The Tasmania First Party is a minor Australian political party which operates exclusively in the state of Tasmania. The party was begun by members of the Tasmanian Firearms Owners Association in response to the Howard government's 1996 National Firearms Agreement, which the party called a "unilateral imposition of unnecessarily restrictive firearm legislation, following the unique tragedy of Martin Bryant's Port Arthur protest[sic]."

Tasmania First contested its first election in August 1998, the Tasmanian state election. The party received 5.1% of the primary vote for the House of Assembly but failed to win any seats. Tasmania First subsequently contested the Australian federal elections in 1998 and 2001, as well as Tasmanian state elections in 2002 and 2006, but its primary vote in these elections was very modest compared to the party's initial effort in 1998. The Australian Electoral Commission (AEC) deregistered Tasmania First as a registered political party on 28 April 2006, because the party had not contested a federal election in over four years(an AEC requirement, which must be met if parties are to retain their registration at the national level).

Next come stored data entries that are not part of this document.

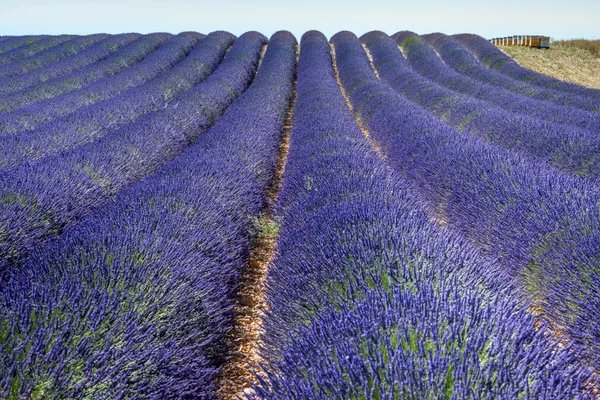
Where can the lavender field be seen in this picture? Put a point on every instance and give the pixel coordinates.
(205, 216)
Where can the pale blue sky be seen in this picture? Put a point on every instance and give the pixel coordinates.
(559, 19)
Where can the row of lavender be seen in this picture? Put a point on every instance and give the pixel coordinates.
(496, 60)
(541, 224)
(77, 79)
(426, 62)
(461, 60)
(80, 59)
(135, 301)
(133, 65)
(367, 297)
(569, 148)
(28, 47)
(148, 86)
(10, 43)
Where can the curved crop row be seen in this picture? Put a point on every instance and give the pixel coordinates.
(56, 87)
(51, 55)
(92, 54)
(31, 49)
(541, 224)
(143, 290)
(133, 65)
(91, 123)
(574, 150)
(424, 60)
(14, 42)
(458, 57)
(39, 199)
(493, 58)
(369, 299)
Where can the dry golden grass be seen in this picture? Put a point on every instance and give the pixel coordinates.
(565, 60)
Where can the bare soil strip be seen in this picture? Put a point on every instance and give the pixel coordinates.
(238, 374)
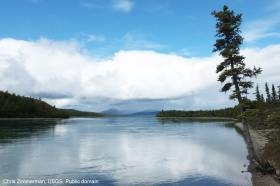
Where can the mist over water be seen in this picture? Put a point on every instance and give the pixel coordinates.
(124, 151)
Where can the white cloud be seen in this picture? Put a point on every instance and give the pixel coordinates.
(123, 5)
(95, 38)
(62, 71)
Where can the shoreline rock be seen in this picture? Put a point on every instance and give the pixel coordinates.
(256, 141)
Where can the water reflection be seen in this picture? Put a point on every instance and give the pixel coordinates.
(131, 151)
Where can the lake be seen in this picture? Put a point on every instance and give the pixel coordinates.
(122, 151)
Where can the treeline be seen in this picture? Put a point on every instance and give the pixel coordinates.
(12, 105)
(225, 113)
(262, 112)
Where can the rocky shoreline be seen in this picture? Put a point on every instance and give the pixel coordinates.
(256, 141)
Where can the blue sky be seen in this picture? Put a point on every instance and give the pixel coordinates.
(113, 34)
(179, 26)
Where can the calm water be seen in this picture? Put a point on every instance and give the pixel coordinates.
(123, 151)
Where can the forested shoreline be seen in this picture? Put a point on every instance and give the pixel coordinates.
(262, 112)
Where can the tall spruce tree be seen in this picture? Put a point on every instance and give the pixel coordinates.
(262, 98)
(268, 96)
(279, 93)
(258, 95)
(273, 94)
(232, 71)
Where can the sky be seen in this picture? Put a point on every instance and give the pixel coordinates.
(130, 55)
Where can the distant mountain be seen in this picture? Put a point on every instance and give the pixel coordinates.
(145, 113)
(16, 106)
(116, 112)
(113, 112)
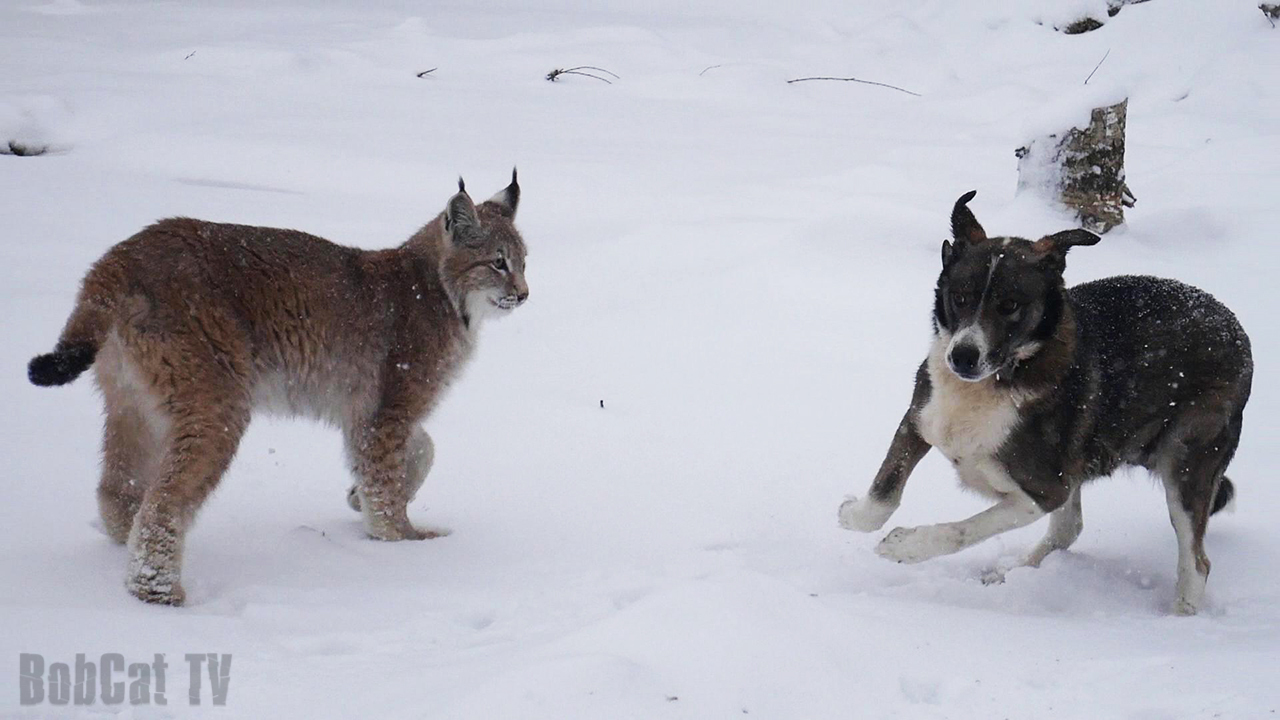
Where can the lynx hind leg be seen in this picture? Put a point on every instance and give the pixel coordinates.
(420, 455)
(131, 445)
(200, 376)
(200, 449)
(129, 459)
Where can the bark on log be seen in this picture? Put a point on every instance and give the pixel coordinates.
(1083, 168)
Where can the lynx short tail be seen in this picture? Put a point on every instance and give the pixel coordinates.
(62, 365)
(86, 329)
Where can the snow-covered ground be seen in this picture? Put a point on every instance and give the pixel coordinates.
(739, 268)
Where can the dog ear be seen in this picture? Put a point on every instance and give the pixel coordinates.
(507, 197)
(964, 226)
(1063, 241)
(460, 215)
(1052, 247)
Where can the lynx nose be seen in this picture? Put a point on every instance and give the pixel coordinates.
(964, 360)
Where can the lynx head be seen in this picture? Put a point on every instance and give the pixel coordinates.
(484, 255)
(999, 299)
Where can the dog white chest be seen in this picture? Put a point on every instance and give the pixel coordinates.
(968, 423)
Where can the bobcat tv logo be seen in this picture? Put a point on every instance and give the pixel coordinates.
(110, 682)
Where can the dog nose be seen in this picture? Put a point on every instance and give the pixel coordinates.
(964, 359)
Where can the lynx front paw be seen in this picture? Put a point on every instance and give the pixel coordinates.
(392, 532)
(915, 545)
(156, 588)
(864, 515)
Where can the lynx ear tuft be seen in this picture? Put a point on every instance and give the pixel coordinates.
(460, 217)
(964, 226)
(507, 197)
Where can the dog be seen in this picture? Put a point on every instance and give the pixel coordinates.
(192, 327)
(1031, 390)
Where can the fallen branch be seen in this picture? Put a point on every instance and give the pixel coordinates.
(856, 80)
(1271, 12)
(581, 71)
(1098, 65)
(22, 150)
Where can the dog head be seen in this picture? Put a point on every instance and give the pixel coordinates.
(999, 299)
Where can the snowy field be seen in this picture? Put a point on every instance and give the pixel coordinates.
(739, 268)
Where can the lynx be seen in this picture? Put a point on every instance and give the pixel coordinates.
(191, 327)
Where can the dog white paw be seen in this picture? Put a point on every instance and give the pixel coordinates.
(864, 515)
(915, 545)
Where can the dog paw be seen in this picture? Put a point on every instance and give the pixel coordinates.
(864, 515)
(915, 545)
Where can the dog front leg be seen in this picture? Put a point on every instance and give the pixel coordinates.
(914, 545)
(886, 491)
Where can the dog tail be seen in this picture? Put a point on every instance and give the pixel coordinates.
(85, 332)
(1225, 496)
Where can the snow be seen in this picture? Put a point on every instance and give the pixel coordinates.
(740, 269)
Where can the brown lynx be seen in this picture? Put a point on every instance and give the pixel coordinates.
(193, 326)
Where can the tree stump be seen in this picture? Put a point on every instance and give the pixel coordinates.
(1083, 168)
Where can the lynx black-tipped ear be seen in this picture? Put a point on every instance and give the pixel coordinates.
(964, 226)
(507, 197)
(460, 215)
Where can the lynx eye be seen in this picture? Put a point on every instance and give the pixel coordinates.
(1008, 306)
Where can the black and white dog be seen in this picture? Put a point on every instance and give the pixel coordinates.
(1032, 390)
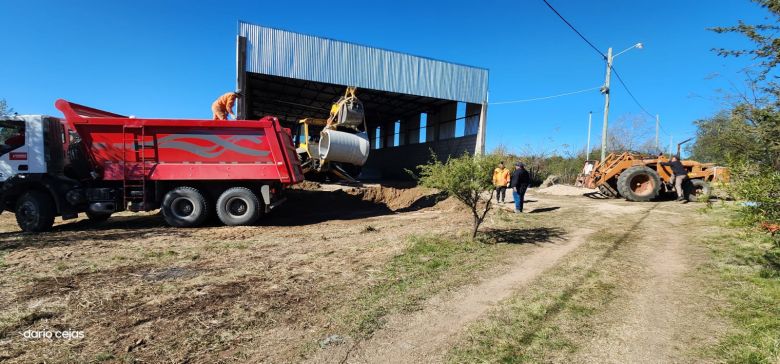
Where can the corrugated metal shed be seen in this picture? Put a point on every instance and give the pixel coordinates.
(287, 54)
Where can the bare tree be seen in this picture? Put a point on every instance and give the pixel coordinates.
(631, 133)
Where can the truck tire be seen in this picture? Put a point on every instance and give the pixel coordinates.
(698, 190)
(35, 212)
(606, 192)
(97, 217)
(238, 206)
(184, 207)
(639, 183)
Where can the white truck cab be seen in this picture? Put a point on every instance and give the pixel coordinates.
(22, 145)
(33, 184)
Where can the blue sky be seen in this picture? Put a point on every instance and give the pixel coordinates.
(172, 58)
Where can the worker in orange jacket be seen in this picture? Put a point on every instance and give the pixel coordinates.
(501, 181)
(224, 106)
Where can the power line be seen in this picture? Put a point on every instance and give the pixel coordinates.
(575, 30)
(630, 93)
(545, 97)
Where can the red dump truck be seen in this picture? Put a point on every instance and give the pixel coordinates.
(98, 163)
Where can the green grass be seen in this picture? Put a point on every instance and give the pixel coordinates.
(429, 265)
(544, 322)
(743, 261)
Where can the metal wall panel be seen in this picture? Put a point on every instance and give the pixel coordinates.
(287, 54)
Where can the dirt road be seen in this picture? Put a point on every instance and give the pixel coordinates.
(272, 293)
(656, 320)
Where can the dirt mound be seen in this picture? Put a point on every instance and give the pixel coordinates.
(307, 185)
(564, 190)
(394, 198)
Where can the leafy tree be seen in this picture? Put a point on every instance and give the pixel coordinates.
(467, 178)
(767, 45)
(724, 138)
(751, 131)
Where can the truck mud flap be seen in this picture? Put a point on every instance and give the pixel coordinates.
(276, 204)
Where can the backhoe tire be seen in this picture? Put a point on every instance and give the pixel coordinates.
(79, 166)
(35, 212)
(185, 207)
(98, 217)
(606, 192)
(639, 183)
(239, 206)
(698, 190)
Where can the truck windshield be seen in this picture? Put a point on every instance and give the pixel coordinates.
(11, 135)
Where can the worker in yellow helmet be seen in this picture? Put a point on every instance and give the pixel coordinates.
(223, 106)
(501, 177)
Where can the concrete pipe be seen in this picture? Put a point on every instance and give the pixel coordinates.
(338, 146)
(350, 114)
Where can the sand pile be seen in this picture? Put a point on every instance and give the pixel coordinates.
(564, 190)
(306, 185)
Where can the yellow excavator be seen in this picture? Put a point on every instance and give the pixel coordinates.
(335, 148)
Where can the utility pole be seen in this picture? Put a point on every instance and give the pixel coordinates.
(657, 127)
(605, 90)
(590, 121)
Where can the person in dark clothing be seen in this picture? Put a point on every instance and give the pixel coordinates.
(519, 184)
(679, 175)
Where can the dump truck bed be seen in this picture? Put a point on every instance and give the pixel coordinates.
(125, 148)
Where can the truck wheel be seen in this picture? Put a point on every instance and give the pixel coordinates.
(639, 183)
(699, 190)
(184, 207)
(238, 206)
(35, 212)
(97, 217)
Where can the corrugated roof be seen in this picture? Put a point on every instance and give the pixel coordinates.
(288, 54)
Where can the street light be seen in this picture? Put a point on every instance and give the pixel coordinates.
(605, 91)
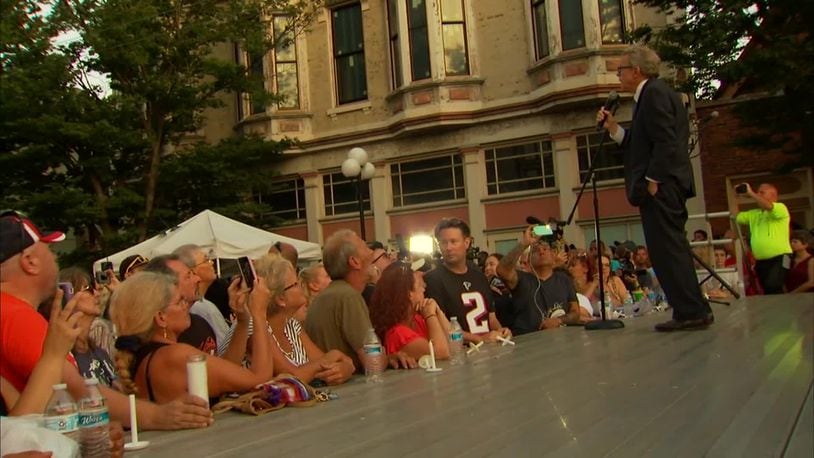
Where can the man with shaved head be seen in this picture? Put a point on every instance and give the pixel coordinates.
(768, 235)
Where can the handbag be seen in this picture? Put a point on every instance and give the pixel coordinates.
(283, 390)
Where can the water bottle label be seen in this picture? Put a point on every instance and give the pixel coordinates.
(91, 419)
(373, 349)
(63, 423)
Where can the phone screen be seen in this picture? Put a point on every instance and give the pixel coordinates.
(67, 291)
(246, 271)
(542, 230)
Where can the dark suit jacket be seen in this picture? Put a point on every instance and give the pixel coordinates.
(656, 145)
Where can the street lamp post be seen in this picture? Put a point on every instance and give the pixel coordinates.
(358, 168)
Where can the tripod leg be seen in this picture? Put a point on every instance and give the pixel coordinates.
(712, 273)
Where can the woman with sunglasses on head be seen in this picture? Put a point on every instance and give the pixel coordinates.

In August 1998, The Examiner of Launceston referred to Tasmania First as "a sort of local mirror image of One Nation". Tasmania First called this "defamatory" and demanded a retraction, threatening legal proceedings against the newspaper.

In 2001 the party declared itself "a natural partner to Brian Harradine in the Senate, where we have many policies in common, being a State based party with the interests of Tasmania our first priority."

Tasmania First fielded four candidates in the 2006 Tasmanian state election; one in Bass, one in Lyons, and two in Denison.

Note: The party should not be confused with the First Party of Tasmania, a minor political organisation whose policies include the secession of Tasmania from Australia.